Have you looked at Chapter 3 of the GSG yet?
In general, the major key is used to hash to a shard and the minor key is used to look up records within the shard. You want to keep your key size as small as possible.
There are also sizing and planning spreadsheets included in the distribution that you may want to take a look at.
1 person found this helpful
To add to the reply from Charles, using the example you put forward it would make sense to keep relatively static information in a single record under a major key of user id, e.g. a key of
with the data being the serialized (using Avro schema) value of the mostly-static information for a user.
Given that your Products would be minor key components under a given user, e.g. a product owned by a user might have the key
With a value that is the serialized (again Avro) value of the product state.
The documentation reference Charles provided has a lot of good information. A few highlights:
o keep keys short (hence use of "U" vs "User" above)
o it is fast, efficient, and transactional to get/modify records that have the same major key (e.g. all products owned by user with id "1").
o it's generally a good idea to separate static and dynamic data, depending on update rates, so use that to decide if something should be in a separate record vs another field in a record that has multiple "fields" in its value.
o know your access patterns, updates, etc and factor them into the design
Thanks...both answers were very helpful. I did read through the GSG and have been reading the "Oracle NoSQL Database: Real-Time Big Data Management for the Enterprise" on Safari.

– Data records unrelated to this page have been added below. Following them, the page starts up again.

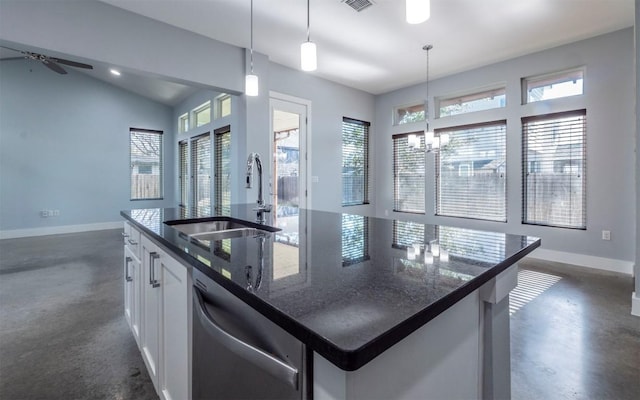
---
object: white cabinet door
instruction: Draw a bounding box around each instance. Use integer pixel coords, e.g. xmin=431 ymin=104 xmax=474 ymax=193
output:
xmin=125 ymin=246 xmax=142 ymax=345
xmin=158 ymin=252 xmax=190 ymax=400
xmin=141 ymin=235 xmax=161 ymax=391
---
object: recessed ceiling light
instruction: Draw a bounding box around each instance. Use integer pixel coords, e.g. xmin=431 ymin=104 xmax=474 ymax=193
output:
xmin=110 ymin=69 xmax=121 ymax=76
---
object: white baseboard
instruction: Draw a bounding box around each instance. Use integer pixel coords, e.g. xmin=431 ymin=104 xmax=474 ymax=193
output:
xmin=525 ymin=248 xmax=634 ymax=276
xmin=632 ymin=292 xmax=640 ymax=317
xmin=0 ymin=221 xmax=123 ymax=239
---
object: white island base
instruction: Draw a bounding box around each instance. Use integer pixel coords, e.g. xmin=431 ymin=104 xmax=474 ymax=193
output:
xmin=314 ymin=264 xmax=518 ymax=400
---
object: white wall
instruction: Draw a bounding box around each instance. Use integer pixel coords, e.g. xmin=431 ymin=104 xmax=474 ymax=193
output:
xmin=374 ymin=29 xmax=636 ymax=267
xmin=0 ymin=59 xmax=174 ymax=232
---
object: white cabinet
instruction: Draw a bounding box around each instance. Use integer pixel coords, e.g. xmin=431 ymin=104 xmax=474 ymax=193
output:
xmin=124 ymin=246 xmax=141 ymax=345
xmin=124 ymin=222 xmax=142 ymax=345
xmin=139 ymin=234 xmax=191 ymax=400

I think the confusion exists in the different examples from the GSG and the book where data is stored with coarse keys and objects as opposed to fine grained major/minor with individual properties. It is a question that gmfeinberg alluded to is how to determine whether to create very granular major/minor key combinations to store individual bits of information vs storing the whole Object under a single major/minor key.
The GSG sample (the Oracle NoSQL Database book has the same type of example in Chapter 6 where they have a 3 major/4 minor key combination):
More of a model based on the example in gmfeinberg's response with an Avro Schema:
/Smith/Bo=Avro Binding of Person
/Smith/Patricia=Avro Binding of Person
/Wong/Bill=Avro Binding of Person
Is the discriminator as to how granular the minor key gets and the level of the value (whether an individual property or a whole Object) based on how much data one needs to access. Such as I may query for a persons birthday multiple times, but only need the whole person record a few times, so in that example it makes more sense to be granular/specific with minor keys/values so that just the birthday is being read. As opposed to instances where it is always necessary when interacting with a Person to have access to the whole data set and therefore would benefit more from a major key (little minor) and Avro Binding of the Person?
Thanks for the direction and information!